Our first ever deep winter share pickup yesterday went off pretty well for the most part–it’s easier to keep things running smoothly when your brain and fingers aren’t frozen, of course! Coupled with the spring weather, we also got a waft of summer time in the box with Riverland’s tomato puree (canned in jars)–yum! Unfortunately, the farmers at Riverland (Rob and crew, including Andrew which some of you met giving you your shares at the Winchester pickup site) were in DEEP winter freeze as they were harvesting, cleaning, and packing this week. They learned a lot from the experience, for instance at such frigid temps, the hydraulics on the tractor forklift and the wash water system might not work as they usually do. So, things took quite a bit longer and the spinach harvest had to happen after the boxes were packed because they had to wait for the spinach (in the low tunnels, which are warmer than the outside temps.) to thaw first. Upside for us is that the spinach is sweet and incredibly fresh! See more about the week at Riverland…
So, even more gratitude as we enjoy our meals in our warm kitchens this month : )
Also a big thank you to Wright-Locke Farm for hosting our Winchester pickup site–it was so pleasant to have some sheltered space to set up in, the beautiful historic farm setting, and happy chickens right next door. Thanks, too, for Winchester pickup shareholders’ patience in finding the location and creative, careful parking at the farm, and, JP pickup site folks for your part in the swift pickup in the windy rain.
Here are some storage and use guidelines for your share contents. Enjoy a new sample menu plan for the week using share veggies thanks to Jackie Starr; also check the recipes page for more ideas.
Share contents for Saturday, Jan. 11, 2014:
Use or process these within a week (keeps longer if fridge is cold, near 32 degrees):
Spinach bag, can be blanched and frozen for later use.
These will keep for many weeks in cold storage (keep moist in bag, with some ventilation, not tightly sealed):
Carrots – 8#,
Potatoes – 5#,
Beets – 3#,
Kohlrabi—peel and slice or grate as an excellent salad or stirfry ingredient
Cabbage—if you are making sauerkraut or kimchi, do that asap
Celeriac–mildly celery flavored root great for mashing with potatoes, roasting, or for soups and stews. Peel and cut up.

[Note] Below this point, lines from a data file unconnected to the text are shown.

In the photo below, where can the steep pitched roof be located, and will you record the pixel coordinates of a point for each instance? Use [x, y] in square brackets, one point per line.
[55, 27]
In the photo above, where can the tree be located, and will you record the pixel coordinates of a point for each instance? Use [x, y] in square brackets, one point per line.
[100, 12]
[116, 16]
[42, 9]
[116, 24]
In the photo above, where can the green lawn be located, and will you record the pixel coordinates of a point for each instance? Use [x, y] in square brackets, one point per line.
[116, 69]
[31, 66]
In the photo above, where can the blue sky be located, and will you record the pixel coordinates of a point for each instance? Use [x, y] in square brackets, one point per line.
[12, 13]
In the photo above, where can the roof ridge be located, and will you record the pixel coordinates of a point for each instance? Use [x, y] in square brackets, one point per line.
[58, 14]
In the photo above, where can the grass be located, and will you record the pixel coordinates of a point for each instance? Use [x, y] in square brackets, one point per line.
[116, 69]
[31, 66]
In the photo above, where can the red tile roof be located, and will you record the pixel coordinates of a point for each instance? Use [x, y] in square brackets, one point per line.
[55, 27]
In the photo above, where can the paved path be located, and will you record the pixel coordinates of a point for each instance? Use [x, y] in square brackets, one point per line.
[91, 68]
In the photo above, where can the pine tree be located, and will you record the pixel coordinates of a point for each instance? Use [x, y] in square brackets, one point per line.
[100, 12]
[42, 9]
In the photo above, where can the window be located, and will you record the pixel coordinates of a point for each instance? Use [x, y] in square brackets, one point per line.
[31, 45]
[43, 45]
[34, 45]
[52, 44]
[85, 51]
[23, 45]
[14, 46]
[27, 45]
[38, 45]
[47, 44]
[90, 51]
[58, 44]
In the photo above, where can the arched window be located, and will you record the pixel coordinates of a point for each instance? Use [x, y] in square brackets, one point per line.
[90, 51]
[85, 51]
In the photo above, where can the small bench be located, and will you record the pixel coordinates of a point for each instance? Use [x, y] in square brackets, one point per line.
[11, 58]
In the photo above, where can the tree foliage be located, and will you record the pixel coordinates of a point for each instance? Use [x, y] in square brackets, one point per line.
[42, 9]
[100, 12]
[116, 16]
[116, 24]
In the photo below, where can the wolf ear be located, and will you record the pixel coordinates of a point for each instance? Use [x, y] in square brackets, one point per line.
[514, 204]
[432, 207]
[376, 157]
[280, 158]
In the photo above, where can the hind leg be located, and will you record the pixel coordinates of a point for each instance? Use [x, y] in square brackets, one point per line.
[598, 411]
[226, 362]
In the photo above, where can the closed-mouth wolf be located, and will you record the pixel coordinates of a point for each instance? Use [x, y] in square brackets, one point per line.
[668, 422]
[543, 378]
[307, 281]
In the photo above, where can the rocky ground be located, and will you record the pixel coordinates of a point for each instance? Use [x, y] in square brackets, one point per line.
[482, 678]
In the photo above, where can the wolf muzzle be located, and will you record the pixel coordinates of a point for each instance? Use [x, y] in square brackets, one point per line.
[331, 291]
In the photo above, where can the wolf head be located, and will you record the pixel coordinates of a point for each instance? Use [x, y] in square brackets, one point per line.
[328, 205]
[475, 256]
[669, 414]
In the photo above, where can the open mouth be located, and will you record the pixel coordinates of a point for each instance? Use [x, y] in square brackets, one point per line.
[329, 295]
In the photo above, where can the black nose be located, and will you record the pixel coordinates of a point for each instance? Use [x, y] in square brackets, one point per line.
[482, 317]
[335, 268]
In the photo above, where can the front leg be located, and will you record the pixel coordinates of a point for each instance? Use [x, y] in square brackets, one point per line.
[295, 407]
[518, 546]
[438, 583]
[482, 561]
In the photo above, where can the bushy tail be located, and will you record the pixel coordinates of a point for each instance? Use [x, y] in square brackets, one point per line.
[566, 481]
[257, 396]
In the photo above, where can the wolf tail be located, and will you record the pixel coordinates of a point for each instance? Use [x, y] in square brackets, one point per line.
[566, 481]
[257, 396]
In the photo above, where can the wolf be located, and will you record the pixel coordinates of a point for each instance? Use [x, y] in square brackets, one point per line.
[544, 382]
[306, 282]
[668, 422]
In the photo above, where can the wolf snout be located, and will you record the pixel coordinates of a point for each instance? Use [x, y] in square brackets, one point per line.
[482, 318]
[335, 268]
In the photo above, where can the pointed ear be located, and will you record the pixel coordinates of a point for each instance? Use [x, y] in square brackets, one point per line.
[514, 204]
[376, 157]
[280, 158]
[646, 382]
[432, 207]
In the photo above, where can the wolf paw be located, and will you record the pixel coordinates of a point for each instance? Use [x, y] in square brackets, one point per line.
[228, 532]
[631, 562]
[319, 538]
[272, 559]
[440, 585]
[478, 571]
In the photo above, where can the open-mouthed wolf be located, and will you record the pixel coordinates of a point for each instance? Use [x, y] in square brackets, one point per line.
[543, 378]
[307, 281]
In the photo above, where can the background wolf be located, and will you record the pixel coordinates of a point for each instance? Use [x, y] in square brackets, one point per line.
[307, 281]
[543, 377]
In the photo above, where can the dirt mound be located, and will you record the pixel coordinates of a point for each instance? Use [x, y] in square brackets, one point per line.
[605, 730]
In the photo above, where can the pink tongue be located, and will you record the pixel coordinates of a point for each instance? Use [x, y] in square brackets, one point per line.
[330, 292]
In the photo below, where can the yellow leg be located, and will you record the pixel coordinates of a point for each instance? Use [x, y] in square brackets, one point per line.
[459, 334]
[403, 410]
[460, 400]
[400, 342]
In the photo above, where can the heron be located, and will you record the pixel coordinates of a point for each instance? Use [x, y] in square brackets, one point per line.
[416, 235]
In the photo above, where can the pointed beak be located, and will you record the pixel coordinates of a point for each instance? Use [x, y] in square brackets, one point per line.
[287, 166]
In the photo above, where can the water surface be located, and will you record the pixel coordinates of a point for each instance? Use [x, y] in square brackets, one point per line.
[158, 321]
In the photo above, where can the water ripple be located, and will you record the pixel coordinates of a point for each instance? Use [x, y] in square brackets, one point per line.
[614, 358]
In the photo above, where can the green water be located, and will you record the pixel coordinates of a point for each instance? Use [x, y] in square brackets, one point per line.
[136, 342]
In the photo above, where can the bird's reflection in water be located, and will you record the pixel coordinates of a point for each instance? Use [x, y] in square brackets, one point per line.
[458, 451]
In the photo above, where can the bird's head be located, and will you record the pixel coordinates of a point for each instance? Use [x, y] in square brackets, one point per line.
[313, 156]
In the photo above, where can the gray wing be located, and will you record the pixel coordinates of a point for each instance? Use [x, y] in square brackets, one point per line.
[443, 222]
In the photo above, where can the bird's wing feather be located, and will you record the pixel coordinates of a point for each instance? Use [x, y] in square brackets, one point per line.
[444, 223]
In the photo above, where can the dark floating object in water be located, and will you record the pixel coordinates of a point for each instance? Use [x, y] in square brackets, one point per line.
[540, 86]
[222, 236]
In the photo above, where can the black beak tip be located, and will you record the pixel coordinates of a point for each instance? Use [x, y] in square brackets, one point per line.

Parsnips–excellent for stews and soups, nicely pairs with curry flavors and ginger, also see Jacqui Starr’s idea for parsnip muffins! For the larger ones, you may want to remove the woody core and use that for making stocks (or just compost)
Turnips—purple top and scarlet beauty–great for soups, stews, crudite, and also fermenting/pickling (grate and salt ferment per the recipe in our recipes Menu “Fermentation for Taste and Preservation”)
These will keep for many weeks in cool, dry conditions (40-55 degrees), like a shelf in your basement or unheated room as long as it doesn’t freeze:
Garlic ½ #(can also be stored in a tightly closed jar in the refrigerator)
Butternut Squash–can store in your kitchen for a few weeks, cooler temps with ventilation for longer (not in a plastic bag), store in single layers/separate, not in pile. Any with blemishes should be used right away or peel, chop and freeze.
Popcorn–once it is good for popping, remove kernels and put in sealed jar so they don’t get too dried out.
These will keep for a year or more in dry conditions (closed jar), not too warm:
Dried beans 2# –your choice of black turtle, light red kidney, or Great Northern (all organically grown)
Tomato Puree–canned in jars, organic summer tomatoes from Riverland. These are shelf stable on your pantry shelf.